Sentimento que tem invadido os dias, a alma. Causa desassossego. O sentido de que tenho o que me basta esvai. Revivo as gavetas da memória e encontro alívio. O corpo e a alma se acalmam.
Sinto a mão tocando na minha, a respiração ofegante e a certeza de que poderia chegar lá apenas com este toque. O primeiro toque. Inesquecível.

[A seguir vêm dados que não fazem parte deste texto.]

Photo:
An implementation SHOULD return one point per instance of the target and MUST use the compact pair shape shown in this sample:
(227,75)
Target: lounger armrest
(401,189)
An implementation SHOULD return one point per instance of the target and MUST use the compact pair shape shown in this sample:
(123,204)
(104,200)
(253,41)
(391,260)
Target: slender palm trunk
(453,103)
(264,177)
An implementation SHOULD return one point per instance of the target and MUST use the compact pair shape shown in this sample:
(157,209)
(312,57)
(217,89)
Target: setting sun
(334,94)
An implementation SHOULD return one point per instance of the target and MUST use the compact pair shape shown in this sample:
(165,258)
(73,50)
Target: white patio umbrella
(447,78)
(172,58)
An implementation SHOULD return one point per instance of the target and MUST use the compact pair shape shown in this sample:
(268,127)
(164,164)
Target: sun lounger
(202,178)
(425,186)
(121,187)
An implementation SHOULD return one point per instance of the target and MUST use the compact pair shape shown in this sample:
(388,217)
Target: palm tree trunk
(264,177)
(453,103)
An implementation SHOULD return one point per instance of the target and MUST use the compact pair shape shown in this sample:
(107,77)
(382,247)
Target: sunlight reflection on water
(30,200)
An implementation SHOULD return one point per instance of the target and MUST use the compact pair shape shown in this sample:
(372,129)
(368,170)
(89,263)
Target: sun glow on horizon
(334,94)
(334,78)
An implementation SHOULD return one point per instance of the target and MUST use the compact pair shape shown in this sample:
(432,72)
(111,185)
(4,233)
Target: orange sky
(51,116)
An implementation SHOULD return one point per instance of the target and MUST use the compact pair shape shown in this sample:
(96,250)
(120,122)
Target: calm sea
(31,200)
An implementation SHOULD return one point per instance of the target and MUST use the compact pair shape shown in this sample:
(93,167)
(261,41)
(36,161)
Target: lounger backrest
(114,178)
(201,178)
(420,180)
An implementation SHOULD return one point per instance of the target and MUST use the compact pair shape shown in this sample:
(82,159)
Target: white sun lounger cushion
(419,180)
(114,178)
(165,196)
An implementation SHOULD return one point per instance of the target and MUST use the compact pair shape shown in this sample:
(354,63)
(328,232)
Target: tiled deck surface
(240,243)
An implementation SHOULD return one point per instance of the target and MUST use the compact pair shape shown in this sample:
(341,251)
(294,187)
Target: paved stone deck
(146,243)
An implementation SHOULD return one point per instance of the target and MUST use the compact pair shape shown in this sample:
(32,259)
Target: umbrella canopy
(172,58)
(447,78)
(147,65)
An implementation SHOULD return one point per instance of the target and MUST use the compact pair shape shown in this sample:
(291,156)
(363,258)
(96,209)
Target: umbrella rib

Abro mais gavetas, procuro pastas, tento significar entretanto as imagens estão puídas. Há quanto foi? Por vezes parece-me ontem, mês passado, um ano talvez. Não sei mais. Perdi-me nesse meio de tempo.
Recordo de uma frase jogada: "gosto de ter histórias para contar, depois".
Ainda sou uma história ou estou trancada numa gaveta a qual jogou fora a chave, pois não era aceitável?
Não recordo com precisão como nos encontramos nessa vida. Tento nas pastas mais puídas encontrar alguma resposta em vão.
Não me importa, tampouco.
Não me basta o que tenho. Como não me bastaria você se porventura não restasse apenas como uma longínqua recordação.
Olho a mesa de trabalho a minha frente e aqui na realidade, na vida palpável, buscava histórias para contar, assim como você.
E sinto falta da construção, da trama, do enredo, dos ensaios varando a madrugada...
Falta de como eu era com você.
Passiva, paciente, obediente.
A personagem que construí para que me encaixasse nas suas histórias.
Sendo franca comigo, a personagem que deixei você construir e então como atriz de quinta, tentava entregar bem meu papel.
Aqui fora, na realidade, rio.
Tudo foi previsível e ridículo.
Só que hoje o saudosismo é mais forte em mim e revivo aquele momento exato do primeiro toque.
O beijo no rosto, as mãos dadas pela rua não eram mais que mera formalidade, que tínhamos que cumprir por tantas horas de ensaio, afinal.
Quando pegou minha mão e a tocou intimamente, com suavidade... Sim, foi o que disse mais tarde: foi como se tivesse me tocado. E ainda agora, nem sabendo precisar quando foi, fecho os olhos e consigo sentir sua mão tocando a minha e meu corpo inteiro se sentindo tocado, acariciado, beijado e sinto pulsar dentro de mim, como foi da primeira vez.
E me questiono porque tanto poder sobre mim? Como conseguiu o poder de me fazer gozar com um toque de mãos?
Na vastidão deste mundo e do universo não é possível que seja assim só com você! Encontrarei na minha vida estabelecida e satisfatória o mesmo desejo, o mesmo prazer.
Serei eu a escritora da minha personagem agora e o poder não será seu sobre mim. O poder é meu.
Engodo, afinal sempre fui eu cedendo à você.